Comment les habitants peuvent-ils signaler une observation ?
Un dispositif de signalement en ligne a été mis en place par la mairie, permettant aux riverains de rapporter la présence d’animaux, accompagnée d’une photo et d’une localisation précise.
Des solutions à long terme sont-elles prévues ?
Oui, des ajustements techniques (grilles, tontes ciblées, surveillance écologique) et des actions de sensibilisation sont prévus pour stabiliser l’écosystème tout en garantissant la sécurité des usagers.
A retenir
Quel est l’objectif du projet « Adieu au béton » ?
Transformer le canal del Rieral en un espace naturel végétalisé pour améliorer la biodiversité et offrir un lieu de promenade aux habitants.
Pourquoi y a-t-il plus de rats et de serpents ?
La végétalisation a créé des conditions favorables : eau stagnante, végétation dense et abris naturels, attirant rongeurs et reptiles.

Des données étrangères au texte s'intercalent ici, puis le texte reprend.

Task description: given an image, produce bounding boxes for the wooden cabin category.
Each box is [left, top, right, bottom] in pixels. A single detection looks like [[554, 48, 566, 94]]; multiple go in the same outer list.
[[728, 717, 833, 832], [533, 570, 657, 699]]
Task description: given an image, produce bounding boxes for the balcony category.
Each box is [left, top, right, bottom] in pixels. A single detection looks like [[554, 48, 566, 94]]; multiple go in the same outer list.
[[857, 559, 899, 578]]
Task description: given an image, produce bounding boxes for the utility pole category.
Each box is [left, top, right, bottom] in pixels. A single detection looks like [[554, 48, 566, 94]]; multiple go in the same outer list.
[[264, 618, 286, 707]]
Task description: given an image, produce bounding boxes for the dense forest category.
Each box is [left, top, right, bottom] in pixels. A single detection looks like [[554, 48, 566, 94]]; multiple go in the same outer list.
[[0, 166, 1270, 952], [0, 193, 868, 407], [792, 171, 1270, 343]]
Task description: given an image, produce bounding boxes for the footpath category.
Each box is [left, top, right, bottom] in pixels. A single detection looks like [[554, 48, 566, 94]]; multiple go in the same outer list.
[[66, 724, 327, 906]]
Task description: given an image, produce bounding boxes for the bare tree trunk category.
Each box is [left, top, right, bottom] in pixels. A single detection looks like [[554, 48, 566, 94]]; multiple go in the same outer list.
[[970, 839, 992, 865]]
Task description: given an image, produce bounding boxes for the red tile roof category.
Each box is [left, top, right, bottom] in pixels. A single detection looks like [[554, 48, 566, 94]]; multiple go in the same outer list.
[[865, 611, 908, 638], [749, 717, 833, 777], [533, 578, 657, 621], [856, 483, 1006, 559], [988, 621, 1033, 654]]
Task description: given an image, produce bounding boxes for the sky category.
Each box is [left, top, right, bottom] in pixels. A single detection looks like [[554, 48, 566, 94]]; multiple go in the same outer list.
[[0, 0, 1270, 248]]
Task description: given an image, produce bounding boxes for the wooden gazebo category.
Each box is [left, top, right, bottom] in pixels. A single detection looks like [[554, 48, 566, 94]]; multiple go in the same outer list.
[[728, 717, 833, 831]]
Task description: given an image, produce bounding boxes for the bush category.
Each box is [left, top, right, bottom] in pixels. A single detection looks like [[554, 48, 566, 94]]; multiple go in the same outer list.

Les écoles sont-elles en danger ?
Aucun incident grave n’a été signalé, mais la proximité des animaux avec les établissements scolaires a conduit à des mesures de prévention renforcées.
La mairie agit-elle ?
Oui, des actions de dératisation, des tontes ciblées, des réunions publiques et des campagnes d’information sont mises en œuvre.
Peut-on cohabiter avec cette nouvelle faune urbaine ?
La cohabitation est possible, à condition de combiner gestion écologique, surveillance et dialogue avec les habitants.